The not-so-distant future in CPE and CP is bright for the application of data mining. Historical data abounds within an abundance of metrics. The challenge practitioner's face is the formulation of key questions. Data mining should be able to integrate sales-type figures with performance metrics to provide new insights into business relationships. We (hopefully) should be able to define real business transactions and Natural Forecasting Units (NFU) that would allow queries such as "how much more memory do I need if my sales of red widgets increases by 20 percent?"

Training should be available at the employee's desk as well as in the classroom. All training resources should be online, including systems to provide feedback on the training. We've all heard about the use of correspondence courses by professionals who wanted to be trained in a new area. Originally, a correspondence course was conducted by mail, with assignments being received by a student, worked on at their own pace, and returned via mail when completed. This educational model was never really as good as the traditional classroom, but it was effective.

With current multimedia and Web technologies, the notion of a correspondence course has been redefined. Distance Learning now allows geographically dispersed students to interact with each other as well as an instructor. Multimedia lectures are being created that can be viewed at any time by a student. Static Web pages are being used to describe assignments, to identify required reading, and to supplement an audio or video lecture. listserv's and newsgroups are being used to allow students to respond to questions asynchronously that were posed by an instructor. Everyone in a class can both see the question and the answer. Although asynchronous, these technologies allow for interaction in a virtual classroom.

There are some advantages to this mode of learning too. How many times have you sat in a 'real' class with a question in your head, but feel a bit intimidated about speaking up? In an asynchronous mode, all eyes will not be on you, and some of that intimidation you feel should be gone. In addition, we expect chat rooms to be set up for distance learning classes where all students in a class are expected to connect at the same time and interact in real time. Chat rooms would supply a synchronous mode of learning, similar to the traditional 'live' classroom experience.

Tools such as Microsoft Camcorder (packaged as part of Windows 98) which capture mouse movements and clicks, as well as keystrokes have been available for some time. They produce .avi files that can be played back on a variety of platforms. Thus, we would expect training in the use of specific tools to use this technology. Such tools also allow an audio track to be recorded, thus annotating what the user is seeing on the screen.

What does distance learning imply with respect to performance and capacity? Expect dedicated training servers to emerge, as audio and video files can be unruly with respect to size. And as they are potentially very large, capacity planners will likely have to concentrate on sizing network bandwidth correctly. This may, in fact, become the key issue in developing a true distance learning-based training environment.

Portable devices and wireless networks extend your information systems into the factory, warehouse and other areas. - Small portable devices are emerging that make data gathering easy. Both Saturn and Boeing have implemented trouble-ticket reporting using handheld PCs that have resulted in dramatic reductions in turnaround time for problems. Wireless inventory reporting systems allow for improved accuracy and cut data collection time in half. Ultimately, these systems will proliferate throughout organizations, and must be considered within any significant capacity planning exercise. In effect, the workload that these devices present is dramatically different in quantity than traditional key-in transactions, and the effective transaction arrival rate will be different as well.

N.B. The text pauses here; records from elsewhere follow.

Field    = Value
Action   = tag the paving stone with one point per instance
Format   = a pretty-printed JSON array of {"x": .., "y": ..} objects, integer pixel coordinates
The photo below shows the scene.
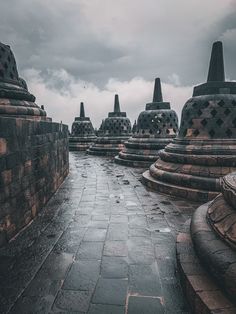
[
  {"x": 114, "y": 267},
  {"x": 106, "y": 309},
  {"x": 90, "y": 250},
  {"x": 117, "y": 232},
  {"x": 110, "y": 291},
  {"x": 115, "y": 248},
  {"x": 83, "y": 275},
  {"x": 82, "y": 252},
  {"x": 144, "y": 280},
  {"x": 144, "y": 305},
  {"x": 69, "y": 300},
  {"x": 93, "y": 234},
  {"x": 140, "y": 250}
]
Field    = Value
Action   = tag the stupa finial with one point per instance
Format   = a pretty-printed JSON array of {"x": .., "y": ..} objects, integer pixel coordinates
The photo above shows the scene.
[
  {"x": 116, "y": 104},
  {"x": 157, "y": 94},
  {"x": 216, "y": 68},
  {"x": 82, "y": 113}
]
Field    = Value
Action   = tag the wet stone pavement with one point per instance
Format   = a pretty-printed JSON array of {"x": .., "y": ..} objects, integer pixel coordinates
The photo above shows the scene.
[{"x": 103, "y": 244}]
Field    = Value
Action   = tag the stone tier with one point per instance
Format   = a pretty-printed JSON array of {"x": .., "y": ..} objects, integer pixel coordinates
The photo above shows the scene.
[
  {"x": 213, "y": 240},
  {"x": 205, "y": 148},
  {"x": 201, "y": 290},
  {"x": 81, "y": 143},
  {"x": 155, "y": 128},
  {"x": 34, "y": 162},
  {"x": 140, "y": 152},
  {"x": 107, "y": 146}
]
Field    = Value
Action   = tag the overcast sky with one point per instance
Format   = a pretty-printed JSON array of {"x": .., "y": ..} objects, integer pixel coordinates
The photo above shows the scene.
[{"x": 87, "y": 50}]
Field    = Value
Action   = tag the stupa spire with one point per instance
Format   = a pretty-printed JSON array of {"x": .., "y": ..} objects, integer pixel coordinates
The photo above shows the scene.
[
  {"x": 216, "y": 68},
  {"x": 82, "y": 113},
  {"x": 116, "y": 104},
  {"x": 157, "y": 94}
]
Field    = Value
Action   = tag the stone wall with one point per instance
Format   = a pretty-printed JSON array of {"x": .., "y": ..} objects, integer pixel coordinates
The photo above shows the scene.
[{"x": 33, "y": 163}]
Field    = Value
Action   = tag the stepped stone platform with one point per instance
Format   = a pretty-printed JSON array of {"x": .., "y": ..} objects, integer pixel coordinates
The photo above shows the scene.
[
  {"x": 112, "y": 134},
  {"x": 205, "y": 148},
  {"x": 155, "y": 128},
  {"x": 82, "y": 133},
  {"x": 211, "y": 237},
  {"x": 33, "y": 151},
  {"x": 102, "y": 244}
]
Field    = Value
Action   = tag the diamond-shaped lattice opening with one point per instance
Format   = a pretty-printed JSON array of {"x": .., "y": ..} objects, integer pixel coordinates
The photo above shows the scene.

Many IT organizations make extensive use of automated event detection systems to discover potentially harmful software, hardware and environmental events. But along with the use of event management is an exposure to alarm showers - a situation that occurs when a large number of events are triggered at the same time and the management interface becomes overwhelmed. Administrators can no longer ascertain where the most severe problems reside, let alone their root cause.

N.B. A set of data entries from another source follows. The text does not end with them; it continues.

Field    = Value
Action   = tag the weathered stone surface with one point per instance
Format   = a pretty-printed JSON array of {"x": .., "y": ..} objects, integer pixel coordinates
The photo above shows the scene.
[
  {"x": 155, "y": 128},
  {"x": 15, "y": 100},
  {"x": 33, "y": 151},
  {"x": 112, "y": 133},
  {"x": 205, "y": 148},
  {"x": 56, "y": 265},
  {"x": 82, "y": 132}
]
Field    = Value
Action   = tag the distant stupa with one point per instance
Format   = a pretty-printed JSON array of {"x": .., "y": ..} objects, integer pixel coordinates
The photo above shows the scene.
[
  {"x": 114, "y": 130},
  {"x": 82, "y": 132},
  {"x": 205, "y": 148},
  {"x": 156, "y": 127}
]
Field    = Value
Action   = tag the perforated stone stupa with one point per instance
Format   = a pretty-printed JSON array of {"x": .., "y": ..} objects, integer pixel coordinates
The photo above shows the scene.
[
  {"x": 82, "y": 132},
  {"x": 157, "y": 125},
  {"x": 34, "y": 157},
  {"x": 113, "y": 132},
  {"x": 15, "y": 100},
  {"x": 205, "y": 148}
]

Component-based applications are built using applets, Java, or ActiveX and are assembled dynamically at runtime through a browser interface. As the number of these applications increases, new events will need to be tracked, such as component collisions, lack of space for required components, missing components, component version dependencies, expired components and component corruption. An IT organization already overwhelmed with alarm showers will likely be buried by the introduction of component-based applications. It is not humanly possible to monitor and manage all the events, or state changes, in a distributed enterprise of component-based applications.

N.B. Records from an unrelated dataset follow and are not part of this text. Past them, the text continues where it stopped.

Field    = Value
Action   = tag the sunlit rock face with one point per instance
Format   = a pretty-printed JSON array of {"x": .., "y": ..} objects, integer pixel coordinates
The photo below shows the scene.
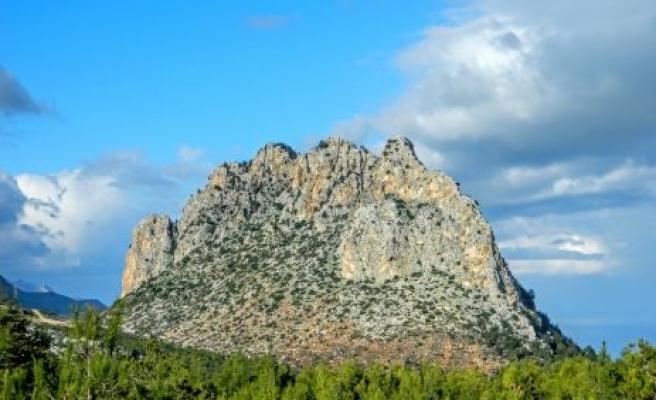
[{"x": 337, "y": 253}]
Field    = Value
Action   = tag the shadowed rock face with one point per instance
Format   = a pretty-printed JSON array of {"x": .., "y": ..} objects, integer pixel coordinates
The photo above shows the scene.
[{"x": 320, "y": 255}]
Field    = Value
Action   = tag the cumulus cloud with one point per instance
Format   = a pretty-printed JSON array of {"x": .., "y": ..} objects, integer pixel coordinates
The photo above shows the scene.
[
  {"x": 544, "y": 111},
  {"x": 83, "y": 217},
  {"x": 190, "y": 154},
  {"x": 21, "y": 244},
  {"x": 527, "y": 85},
  {"x": 14, "y": 98}
]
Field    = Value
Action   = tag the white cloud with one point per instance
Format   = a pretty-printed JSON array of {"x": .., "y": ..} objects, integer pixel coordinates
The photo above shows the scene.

To address this problem, the IT staff must manage at a higher level. Management tools must be able to dynamically adapt and learn about new applications and technology introduced into the environment. Rather than manually building management rules for each new application, IT needs a management tool that can automatically learn about new applications, filter out the superfluous information, and infer when the application is shifting from a desired state. Furthermore, it would be advantageous if the management tool could proactively predict when there might be a change in the desired state of an application.

The only hope in this arena is the application of Artificial Intelligence (AI) to performance. AI Agents would accumulate a large set of statistics from the system being monitored. Via real-time analyses, the agent would learn about which system states are deemed "good" and "bad." Once a significant number of observations have been accumulated, an AI agent would be able to heuristically determine whether the system has departed from its desired state. If so, then a management interface (e.g. console, pager, e-mail, etc.) could be alerted. This approach has multiple benefits including vastly reduced network traffic, minimized CPU overhead on the systems being managed, and the ability to predict when a system is about to transition from a "good" state. Expect IT organizations to efficiently manage multiple component-based, enterprise applications using this type of approach.

The ability to predict when there will be state changes has many potential benefits. This technology can be used to ascertain when a job stream, for example a backup, is unlikely to complete in the desired timeframe because of anticipated network traffic. The job stream could be automatically modified to start the backup one hour earlier. AI analysis can provide the ability to learn from experience - experience vastly more complex than humans can assimilate. This type of analysis will make recommendations on changing existing management policies to improve the overall service provided.

Potentially, "what if" scenarios could be posed and subsequently simulated to determine the potential effects of configuration changes and technology introductions without committing to suffering their consequences. With this potential simulation/evaluation ability, IT can be more responsive in adapting the IT infrastructure to remain in harmony with the organization's changing business requirements.

"I don't see information technology as a stand-alone system. I see it as a great facilitator. And maybe most important, it's a reason to keep asking yourself the question - why, why why." - Paul O'Neill, Chairman and CEO of Alcoa.

The simple truth is that information technology enables reengineering. And advances in information technology will force organizations that want to be competitive to ask O'Neill's, "Why, why, why" question.

Capacity planners and performance professionals have and will continue to be confronted with the challenge of understanding the impact that new technology will have on an organization. Perhaps that is the one single constant that permeates through CPE and CP. Our objective here was to try to enlighten you to some of the issues coming down the superhighway.

Finally, consider some of the following business lessons as we approach the next millennium, it is likely that they, too, will impact performance.

• A lousy process will consume ten times as many hours as the work itself requires. A good process will eliminate the wasted time; technology will speed up the remaining real work.
• A CEO must regard IT as a strategic resource to help the organization generate revenue and/or remain viable.
• The CIO must be an integral part of developing the business strategy and must be able to articulate in plain language what IT can do to help that strategy.
• PCs and connectivity make new educational and training approaches possible.
• Training costs should be treated as part of your basic infrastructure costs, especially in the era of the rapid introduction of new technologies. A critical component of competitive advantage is having personnel that are trained to take maximum advantage out of new technologies.
• In business as well as the government, (s)he who has the shortest procurement and deployment cycle wins.

Remember - "An organization's ability to learn and translate that learning into action rapidly is the ultimate competitive advantage" - Jack Welch, Chairman, General Electric.